Me apoyé en la pared del pasillo.

¡Esto no podía estar pasando! ¡No era admisible! ¡No era creíble! Tu médico te había permitido que trabajaras medio tiempo con la condición de que lo hicieras cuidadosa y tranquilamente. ¡Yo mismo lo acepté sabiendo que se trataba de una gestación riesgosa! Pero, ¿quién iba a imaginar que un imbécil te golpearía faltando tres meses para el nacimiento?

Eché a caminar por los corredores entrando a zonas restringidas, como un ladrón. Conozco a la perfección el hospital porque en él nacieron nuestros otros dos hijos y yo participé en ambos partos, así que, con la esperanza de verte, me agazapé en un cubo de luz por el que puede vislumbrarse el interior del quirófano. No tuve que esperar mucho tiempo para presenciar cómo te introducían al lugar en una camilla... Fue una escena terrible. Estabas acostada boca arriba con el brazo derecho unido a la cánula del suero y una manguera de oxígeno en tu boca. Parecías muerta. Igual que ese “volumen”, antes rebosante de vida, horriblemente estático debajo de la aséptica sábana que te cubría el vientre. Me quedé pasmado, transido de dolor, rígido por la aflicción.

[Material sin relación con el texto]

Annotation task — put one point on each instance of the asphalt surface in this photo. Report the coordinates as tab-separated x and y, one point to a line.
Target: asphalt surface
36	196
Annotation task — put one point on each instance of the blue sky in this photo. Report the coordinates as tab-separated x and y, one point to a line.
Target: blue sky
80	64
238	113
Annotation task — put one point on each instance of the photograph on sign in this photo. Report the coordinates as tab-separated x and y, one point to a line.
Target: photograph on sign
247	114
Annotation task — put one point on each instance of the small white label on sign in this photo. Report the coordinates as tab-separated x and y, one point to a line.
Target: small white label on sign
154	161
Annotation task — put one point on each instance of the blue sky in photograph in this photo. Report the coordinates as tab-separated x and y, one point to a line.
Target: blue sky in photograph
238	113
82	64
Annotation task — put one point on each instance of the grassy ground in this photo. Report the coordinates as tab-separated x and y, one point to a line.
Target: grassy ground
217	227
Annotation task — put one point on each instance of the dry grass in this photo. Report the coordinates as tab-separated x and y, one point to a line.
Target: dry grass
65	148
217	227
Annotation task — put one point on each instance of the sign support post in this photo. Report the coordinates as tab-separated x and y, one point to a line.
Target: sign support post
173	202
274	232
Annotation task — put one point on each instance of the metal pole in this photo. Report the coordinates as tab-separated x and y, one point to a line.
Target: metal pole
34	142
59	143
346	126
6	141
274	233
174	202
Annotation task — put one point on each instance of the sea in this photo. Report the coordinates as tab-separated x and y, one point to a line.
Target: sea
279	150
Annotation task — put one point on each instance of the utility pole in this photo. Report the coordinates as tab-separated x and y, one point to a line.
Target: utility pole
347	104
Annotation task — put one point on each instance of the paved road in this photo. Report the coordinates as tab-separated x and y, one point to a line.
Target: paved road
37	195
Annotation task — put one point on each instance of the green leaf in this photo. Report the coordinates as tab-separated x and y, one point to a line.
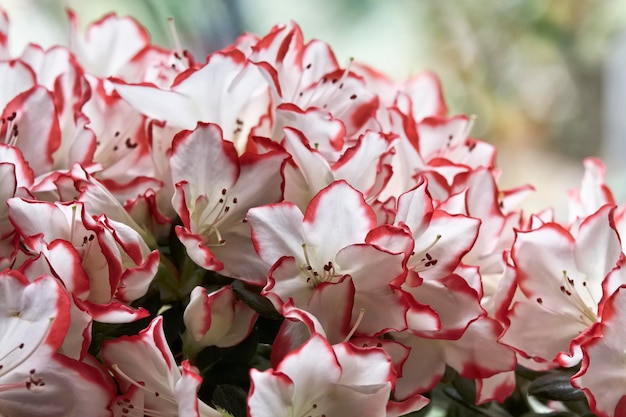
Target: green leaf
256	301
555	386
230	398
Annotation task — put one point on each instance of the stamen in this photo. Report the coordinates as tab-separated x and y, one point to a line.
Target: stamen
426	260
569	289
73	223
139	385
356	325
11	132
209	218
338	82
175	38
21	346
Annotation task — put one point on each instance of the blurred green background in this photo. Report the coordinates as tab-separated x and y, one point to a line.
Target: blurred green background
544	78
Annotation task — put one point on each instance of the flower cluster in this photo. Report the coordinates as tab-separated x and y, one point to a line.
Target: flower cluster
272	233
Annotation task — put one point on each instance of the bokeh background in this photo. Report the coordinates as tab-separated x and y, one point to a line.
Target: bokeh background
545	79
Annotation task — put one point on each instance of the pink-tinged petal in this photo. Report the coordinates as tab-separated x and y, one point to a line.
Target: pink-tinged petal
400	408
426	96
16	77
65	263
78	337
36	127
336	217
313	367
455	302
115	312
436	135
439	250
240	258
31	218
108	45
23	174
372	271
362	400
423	369
478	354
363	366
59	386
359	165
159	104
136	281
260	181
129	404
335	322
310	164
327	133
597	247
218	319
396	351
277	231
415	207
286	281
296	329
593	192
185	393
546	252
603	362
205	160
421	317
270	394
524	335
157	371
391	238
498	387
33	314
197	250
4	35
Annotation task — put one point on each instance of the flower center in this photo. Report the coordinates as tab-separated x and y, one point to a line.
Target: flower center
324	91
32	383
11	132
583	299
423	260
210	217
141	386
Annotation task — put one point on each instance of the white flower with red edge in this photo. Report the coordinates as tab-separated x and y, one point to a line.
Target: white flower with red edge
214	190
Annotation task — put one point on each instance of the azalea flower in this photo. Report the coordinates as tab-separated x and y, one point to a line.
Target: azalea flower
217	319
214	190
34	379
324	253
562	279
162	388
601	375
320	379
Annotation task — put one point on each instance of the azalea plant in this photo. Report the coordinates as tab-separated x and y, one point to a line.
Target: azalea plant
267	232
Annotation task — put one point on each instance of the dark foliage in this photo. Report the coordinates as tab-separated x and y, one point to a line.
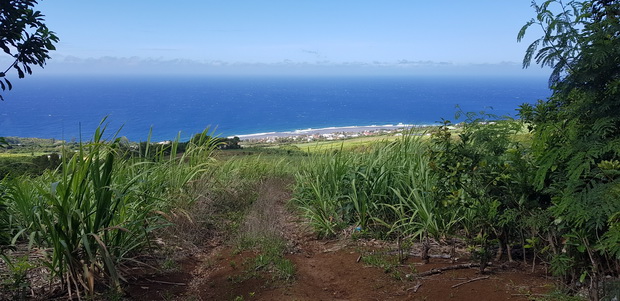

¿Qué te habían hecho? ¿Y por qué? Es verdad que los jóvenes de hoy son impulsivos, inmaduros, inconscientes; que hasta en las mejores escuelas se infiltran cretinos capaces de las peores atrocidades... Pero, ¿al grado de hacerte eso a ti... a nosotros?

Sentí que las lágrimas se agolpaban en mis párpados.

Mi vida... Viendo cómo te preparaban para la operación, juré que, de ser posible, cambiaría mi lugar por el tuyo...

—Disculpe, señor, pero no puede estar aquí —me dijo un enorme guardia de seguridad, quien amablemente pero con firmeza me encaminó hacia la sala de espera.

Y la espera en la sala fue un suplicio lento y desgarrador. No tuve noticias tuyas durante horas.

Salí varias veces a caminar, un poco para averiguar si el aire fresco era capaz de apagar las llamas de mi ansiedad y otro poco para evitar la proximidad de tus compañeros de trabajo.

Viví momentos inenarrables. Creí que te perdía. Fuiste intervenida dos veces y estuviste en observación más de quince horas.

Hoy en la tarde te dieron de alta.

Saliste del hospital tomada de mi brazo, pero con la cabeza baja, arrastrando el ánimo.

Además de haber perdido al bebé habías quedado estéril.

Durante el trayecto a la casa no hablaste nada. Yo tampoco. ¿Qué palabras podían servir para atenuar la aflicción producida por esa amarga experiencia? ¿Qué bálsamo era capaz de adormecer el suplicio de esa llaga supurante? No había ninguno. Quizá el silencio.